Field	Type	Required	Default	Description
`value`	`number`	✓	—	The amount to convert
`from`	`string`	✓	—	Source unit (e.g. `'tokens'`, `'GB'`, `'rem'`)
`to`	`string`	✓	—	Target unit
`category`	`'data' \| 'tokens' \| 'css' \| 'time' \| 'frequency'`	✓	—	Conversion category
`tokenModel`	`'gpt-4' \| 'gpt-4o' \| 'claude-sonnet' \| 'claude-opus' \| 'llama-3' \| 'gemini'`	for tokens category	—	Tokenizer ratio model
`baseFontSize`	`number`	for CSS px↔rem	`16`	Root font size in px
`viewportWidth`	`number`	for vw	—	Viewport width in px
`viewportHeight`	`number`	for vh	—	Viewport height in px
`binaryBase`	`'iec' \| 'si'`	for data	`'si'`	1024-based (IEC: KiB/MiB) vs 1000-based (SI: KB/MB)

Output shape

{
  result:    number;
  formatted: string;     // '1.44 GB' or '≈ 1,125 words'
  formula:   string;     // human-readable derivation
  note?:     string;     // disclaimers when the conversion is approximate
}

LLM tokenizer ratios (words per token)

Model	Ratio	Source
`gpt-4`	0.75	OpenAI's published estimate (1000 tokens ≈ 750 words English)
`gpt-4o`	0.77	Updated tokenizer (BPE with larger vocabulary)
`claude-sonnet`	0.68	Anthropic's character-per-token average for English
`claude-opus`	0.68	Same tokenizer family as Sonnet
`llama-3`	0.72	SentencePiece, Meta's published average
`gemini`	0.73	Google's documented estimate

Supported units by category

data: bytes, KB/KiB, MB/MiB, GB/GiB, TB/TiB, PB/PiB
tokens: tokens, characters, words, pages (1 page = 500 words)
css: px, rem, em, vh, vw, %, pt, ch
time: ms, seconds, minutes, hours, days
frequency: Hz, kHz, MHz, GHz, rpm

Error codes

Code	When it fires	Recovery
`INPUT_EMPTY`	`value` is 0 or missing	Provide a non-zero value
`INPUT_INVALID_TYPE`	`from` or `to` unit not in the category	Use a unit from the category's supported set
`UNSUPPORTED_FORMAT`	`category` value outside supported set	Use one of the five documented categories

When NOT to use this tool

For exact LLM token counts on a specific input, use the model's actual tokenizer (tiktoken for OpenAI, count_tokens in Anthropic SDK). This tool's per-model ratios are approximations calibrated to English prose; code and non-English text tokenise differently.

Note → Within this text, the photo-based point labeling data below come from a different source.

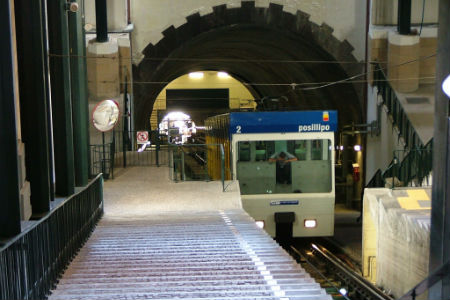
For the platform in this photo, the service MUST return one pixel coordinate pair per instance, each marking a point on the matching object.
(189, 240)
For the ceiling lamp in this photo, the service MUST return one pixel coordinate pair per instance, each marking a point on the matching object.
(223, 75)
(196, 75)
(446, 86)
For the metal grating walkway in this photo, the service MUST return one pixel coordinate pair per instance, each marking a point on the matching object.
(208, 255)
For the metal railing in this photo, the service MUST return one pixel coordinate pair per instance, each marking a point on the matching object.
(32, 262)
(437, 276)
(376, 181)
(395, 109)
(102, 158)
(127, 150)
(408, 168)
(189, 162)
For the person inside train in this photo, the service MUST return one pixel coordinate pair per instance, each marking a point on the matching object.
(283, 169)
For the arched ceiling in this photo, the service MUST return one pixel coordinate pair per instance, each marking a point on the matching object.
(261, 55)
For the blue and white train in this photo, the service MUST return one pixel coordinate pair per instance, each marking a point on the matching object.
(284, 162)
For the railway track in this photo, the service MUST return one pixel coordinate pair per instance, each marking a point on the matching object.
(334, 275)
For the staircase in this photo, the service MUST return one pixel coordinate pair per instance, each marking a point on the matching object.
(217, 255)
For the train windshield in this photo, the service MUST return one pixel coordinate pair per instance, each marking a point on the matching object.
(284, 166)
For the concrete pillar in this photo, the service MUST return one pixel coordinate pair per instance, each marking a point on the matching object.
(403, 64)
(79, 98)
(428, 47)
(125, 64)
(440, 213)
(58, 40)
(24, 185)
(9, 177)
(32, 57)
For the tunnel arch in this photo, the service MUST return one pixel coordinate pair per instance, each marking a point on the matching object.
(263, 40)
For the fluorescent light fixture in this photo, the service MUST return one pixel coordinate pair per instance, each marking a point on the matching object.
(223, 75)
(196, 75)
(310, 223)
(446, 86)
(143, 147)
(260, 224)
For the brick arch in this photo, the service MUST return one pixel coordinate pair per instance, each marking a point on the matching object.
(254, 35)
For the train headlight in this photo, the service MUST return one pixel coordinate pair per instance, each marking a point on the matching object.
(260, 224)
(310, 223)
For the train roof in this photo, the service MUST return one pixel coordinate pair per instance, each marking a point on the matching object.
(283, 121)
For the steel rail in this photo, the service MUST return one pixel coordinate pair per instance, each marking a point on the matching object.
(363, 286)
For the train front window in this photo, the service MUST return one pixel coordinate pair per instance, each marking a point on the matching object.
(284, 166)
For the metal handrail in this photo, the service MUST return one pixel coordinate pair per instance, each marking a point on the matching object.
(435, 277)
(395, 109)
(32, 262)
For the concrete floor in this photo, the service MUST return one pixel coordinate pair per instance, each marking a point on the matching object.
(148, 191)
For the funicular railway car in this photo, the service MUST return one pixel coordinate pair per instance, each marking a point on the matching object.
(284, 162)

For real-time pixel-exact CSS layout debugging, use browser DevTools — the actual rendered pixel value depends on the live DOM context (font inheritance, viewport state, transforms). This tool gives the spec-level conversion.

Performance notes

Typical execution: under 1ms. Pure math, no I/O, fully deterministic. REST responses are Edge-Cache eligible.